As anxiety grows over a potential Brexit, Spain’s elections and a slowing regional economy, momentum stocks in Europe are limiting losses for investors in a year in which as much as $922 billion has been erased from the region’s equities. A measure of such shares, defined as those showing the biggest gains in the recent past, has fallen less than half as much as the Stoxx Europe 600 Index.
The strategy has held up mainly because consumer firms such as Wm Morrison Supermarkets Plc and commodity producers including Glencore Plc, which dominate the iStoxx Europe Momentum Factor Index, have been among the best performers in Europe this year. That’s despite lackluster earnings and a murky global economic outlook.
“The European picture is less clear, more patchy, and hence following the momentum is in many cases the only way to take investment decisions,” said Anthony Peters, a London-based strategist at Sol Capital Markets. “If you have so much uncertainty, your only chance is to jump on the market whatever way it’s going. It’s not healthy but if it works, who cares?”
Polls indicating a lead for the “Leave” campaign before Britain’s June 23 referendum, and a general election in Spain three days after that, have clouded the outlook for European stocks. Exacerbating it is skepticism about the European Central Bank’s ability to stimulate growth, with the euro area forecast to expand at a slower pace this year and inflation that’s barely picked up.
While this plethora of woes has sent risky assets tumbling across the region in 2016, the iStoxx gauge has held up better, down 5.3 percent versus a 12 percent slide in the Stoxx 600. The momentum index has beaten the benchmark every year since its inception more than a decade ago.

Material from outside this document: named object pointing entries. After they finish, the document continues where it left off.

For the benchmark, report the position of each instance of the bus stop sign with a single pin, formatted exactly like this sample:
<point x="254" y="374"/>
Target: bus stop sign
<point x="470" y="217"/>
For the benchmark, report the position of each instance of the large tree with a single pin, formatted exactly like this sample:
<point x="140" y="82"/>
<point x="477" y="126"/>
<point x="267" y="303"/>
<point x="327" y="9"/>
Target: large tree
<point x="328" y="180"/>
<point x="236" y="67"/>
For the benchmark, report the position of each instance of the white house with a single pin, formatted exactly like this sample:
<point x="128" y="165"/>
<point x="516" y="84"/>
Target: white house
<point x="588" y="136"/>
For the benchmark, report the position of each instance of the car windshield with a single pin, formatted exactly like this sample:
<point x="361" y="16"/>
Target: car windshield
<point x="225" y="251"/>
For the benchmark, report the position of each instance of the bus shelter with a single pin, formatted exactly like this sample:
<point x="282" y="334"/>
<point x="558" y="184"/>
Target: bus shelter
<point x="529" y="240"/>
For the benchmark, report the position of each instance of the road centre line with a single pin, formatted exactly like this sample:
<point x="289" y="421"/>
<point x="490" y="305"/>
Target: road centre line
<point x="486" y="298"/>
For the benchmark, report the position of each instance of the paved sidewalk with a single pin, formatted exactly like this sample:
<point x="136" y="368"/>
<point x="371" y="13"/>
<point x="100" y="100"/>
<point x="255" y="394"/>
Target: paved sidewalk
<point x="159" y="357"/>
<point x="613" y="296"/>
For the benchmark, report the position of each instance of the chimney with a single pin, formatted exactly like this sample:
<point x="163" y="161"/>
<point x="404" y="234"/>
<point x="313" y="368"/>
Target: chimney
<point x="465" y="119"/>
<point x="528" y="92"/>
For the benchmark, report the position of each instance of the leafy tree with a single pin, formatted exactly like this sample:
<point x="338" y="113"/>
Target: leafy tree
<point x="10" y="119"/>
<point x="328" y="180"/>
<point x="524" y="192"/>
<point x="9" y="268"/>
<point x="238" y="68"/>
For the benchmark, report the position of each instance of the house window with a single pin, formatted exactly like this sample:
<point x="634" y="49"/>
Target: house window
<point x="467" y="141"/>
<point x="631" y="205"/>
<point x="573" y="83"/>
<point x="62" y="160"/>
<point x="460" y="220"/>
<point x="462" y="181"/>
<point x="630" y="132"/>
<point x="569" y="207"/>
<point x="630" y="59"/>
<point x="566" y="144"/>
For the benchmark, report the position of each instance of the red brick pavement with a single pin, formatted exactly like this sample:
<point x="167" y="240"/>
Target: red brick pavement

This year, it has also outperformed MSCI Inc.’s Europe indexes tracking value, low volatility, high dividend yield and equal-weighted shares, as well as the iStoxx Europe Size Factor Index targeting stocks with low market or enterprise values. Members including Glencore and Morrison have jumped 19 percent or more, while Finnish oil refiner Neste Oyj has advanced 7.9 percent. The Stoxx 600 fell 0.8 percent at 11:41 a.m. in London.
The investment approach, which was popular among American hedge funds in recent years, is not without risks. A Dow Jones index tracking the 200 highest momentum stocks in the U.S. while betting against the 200 lowest tumbled 8.1 percent in the first quarter, its worst performance since 2009, following its biggest annual gain in eight years. Some analysts say the strategy’s popularity created a herding effect that was doomed to blow up, while also stretching valuations.
Still, evidence of a bull market is starting to build among U.S. momentum stocks. The degree to which share prices are rising relative to their longer-term history is flashing a buy signal for the first time since 2009.
In Europe, there are few investment alternatives left. The ECB’s stimulus, which included corporate-debt purchases starting this month, and a weak economic outlook have slashed bond yields, with those on German 10-year bunds falling below zero for the first time on record. At the same time, investors’ cash levels have risen to an almost 15-year high.
“There’s still so much uncertainty about Europe’s economy, emerging markets, U.S. interest rates and even geopolitical concerns in the euro zone,” Philippe Gijsels, the chief strategy officer of BNP Paribas Fortis in Brussels, said by phone. “You have all this uncertainty but also massive amounts of money and you’re faced with the obligation to invest. It’s no wonder that momentum stocks are doing better.”